Wednesday, August 6, 2025

Hope To The Hopeless

“Then he said unto me, Son of man, these bones are the whole house of Israel: behold, they say, Our bones are dried, and our hope is lost: we are cut off for our parts. Therefore prophesy and say unto them, Thus saith the Lord GOD; Behold, O my people, I will open your graves, and cause you to come up out of your graves, and bring you into the land of Israel.” (Eze 37:11-12 AV)

The thirty-seventh chapter of Ezekiel is familiar to most.  If not for the specific verses found there, the event is well known.  It is known as the vision of the valley of dry bones.  The LORD takes the prophet to a valley wherein dried human bones of a multitude lay white and bleached in the sun.  Many years have passed, and the only remaining evidence of human life was the bones laying there, lifeless and long past hope.  Gone are the adornments of the flesh and flesh itself.  All that lay there were the bones of human beings lost decades or centuries earlier.  The desert dryness preserving the bones from rot and the heat keeping wildlife from eating the bones, they lie there still and permanent.  For there to be any hope of life from these bones would be beyond reasonable resurrection.  The LORD commands the prophet to speak to the bones.  First, to cover them in flesh.  Again, he is commanded to speak to them, which brings wind and the breath of life.  The implication is clear.  As the LORD is able to bring back dry bones to life, so too can He bring Israel back from utter hopelessness.  The prophet is shown this vision so he can preach hope to those without it.

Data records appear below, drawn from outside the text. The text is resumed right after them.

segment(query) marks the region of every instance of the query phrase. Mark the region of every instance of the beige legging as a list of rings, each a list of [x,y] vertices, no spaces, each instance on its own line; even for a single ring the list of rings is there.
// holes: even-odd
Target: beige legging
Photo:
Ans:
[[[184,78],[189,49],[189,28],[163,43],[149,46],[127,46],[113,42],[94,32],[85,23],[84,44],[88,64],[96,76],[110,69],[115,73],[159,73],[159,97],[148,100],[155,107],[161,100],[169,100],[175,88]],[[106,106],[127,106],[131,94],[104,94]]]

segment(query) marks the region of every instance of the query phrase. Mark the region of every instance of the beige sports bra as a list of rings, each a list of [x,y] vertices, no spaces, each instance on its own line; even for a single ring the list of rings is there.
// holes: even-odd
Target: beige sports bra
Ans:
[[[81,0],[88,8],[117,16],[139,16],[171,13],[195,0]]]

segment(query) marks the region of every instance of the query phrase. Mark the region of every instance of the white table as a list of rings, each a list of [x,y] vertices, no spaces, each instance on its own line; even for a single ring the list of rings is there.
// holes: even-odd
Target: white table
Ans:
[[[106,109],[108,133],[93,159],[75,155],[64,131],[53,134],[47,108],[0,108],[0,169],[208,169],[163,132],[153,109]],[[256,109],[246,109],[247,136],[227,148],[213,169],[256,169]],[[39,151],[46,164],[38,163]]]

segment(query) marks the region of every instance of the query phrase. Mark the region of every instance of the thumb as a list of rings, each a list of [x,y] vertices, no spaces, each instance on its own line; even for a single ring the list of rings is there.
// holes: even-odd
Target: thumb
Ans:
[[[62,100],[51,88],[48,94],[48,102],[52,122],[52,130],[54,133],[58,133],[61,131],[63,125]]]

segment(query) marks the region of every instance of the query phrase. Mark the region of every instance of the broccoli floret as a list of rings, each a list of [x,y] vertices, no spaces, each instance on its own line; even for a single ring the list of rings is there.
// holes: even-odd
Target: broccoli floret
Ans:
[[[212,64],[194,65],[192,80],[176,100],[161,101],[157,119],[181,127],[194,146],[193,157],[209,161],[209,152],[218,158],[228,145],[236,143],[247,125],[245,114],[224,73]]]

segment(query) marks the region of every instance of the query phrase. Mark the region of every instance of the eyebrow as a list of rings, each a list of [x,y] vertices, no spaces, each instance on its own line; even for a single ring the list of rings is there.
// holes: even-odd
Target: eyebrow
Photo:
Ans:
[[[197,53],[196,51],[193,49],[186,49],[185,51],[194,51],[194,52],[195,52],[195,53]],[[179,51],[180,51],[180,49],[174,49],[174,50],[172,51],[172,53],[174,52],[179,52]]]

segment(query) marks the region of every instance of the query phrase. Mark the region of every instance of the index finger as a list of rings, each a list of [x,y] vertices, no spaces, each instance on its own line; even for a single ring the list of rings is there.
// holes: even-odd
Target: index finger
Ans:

This passage has many encouraging applications.  First, it is encouraging to know that when we feel the same, we are not alone.  Many have gotten to this point.  Israel had been taken away into captivity.  They were exiled.  There was one generation who had grown up in this condition, and not until the end of their lives did they know freedom.  Many perished in exile.  The hope of which Israel speaks is national, and not personal hope.  They did not see how they would ever be a nation again.  Second, it is good to know that even though our circumstances may be self-inflicted, there is hope.  Israel did this to themselves.  They turned their back on God, so He reciprocated.  God treated Israel as Israel treated Him.  Many centuries prior, the LORD made a covenant with Israel through the person of Abraham.  This He did knowing the future choice to come.  God would not turn His back on His promises.  Even if Israel felt that all hope was lost, it wasn’t.  God is a faithful God.  He will not take His promises back.  Third, things are not as dire as they seem.  Not when God is involved.  The bleached bones had no hope of living again.  None!  In this hopelessness, Israel was correct.  There was no hope without a miraculous, divinely sent resurrection. 

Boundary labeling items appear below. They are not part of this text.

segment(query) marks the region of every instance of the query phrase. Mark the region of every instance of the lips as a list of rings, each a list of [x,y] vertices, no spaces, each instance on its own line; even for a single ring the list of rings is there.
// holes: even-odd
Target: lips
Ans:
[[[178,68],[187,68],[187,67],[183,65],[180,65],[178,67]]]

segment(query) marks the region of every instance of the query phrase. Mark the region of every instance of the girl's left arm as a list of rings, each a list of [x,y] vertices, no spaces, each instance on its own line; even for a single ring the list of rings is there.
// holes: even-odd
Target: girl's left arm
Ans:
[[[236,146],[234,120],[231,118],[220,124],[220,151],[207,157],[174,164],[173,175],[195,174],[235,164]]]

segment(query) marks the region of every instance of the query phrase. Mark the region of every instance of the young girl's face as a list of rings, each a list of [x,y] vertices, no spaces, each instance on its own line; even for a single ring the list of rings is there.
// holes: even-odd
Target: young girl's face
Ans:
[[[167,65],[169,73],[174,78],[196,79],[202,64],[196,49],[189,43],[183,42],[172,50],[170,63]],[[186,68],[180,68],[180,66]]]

I know what it means to gaze upon human bones in the middle of the wilderness.  One spring while walking in the turkey woods, I stumbled across human remains.  All that remained were bleached bones and clothing.  There was nothing else remaining.  If someone had told me they could resurrect those bones to the person that once possessed them, I would have thought that person crazy.  There would be no way those bones would ever see life again.  This is exactly how Israel felt.  This is exactly how we feel from time to time.  Isn’t it ironic that when our trial or correction is over, and life returns, we remember not the entire event?  When the next severe hardship comes, we lose all hope once again.  This is our cycle.  At least for a good length of time.  Once we learn that God can bring us out of the worst of all circumstances, we finally learn to relax and trust the LORD.  Israel had lost all hope.  But Israel’s hopelessness did not shorten the hand of God.  God restored them.  They are now in Palestine.  They are back in their land.  Jesus will return, and the promises to Abraham and David will come to pass.  Praise the LORD that our hopelessness does not hinder the ability of God to grant miracles.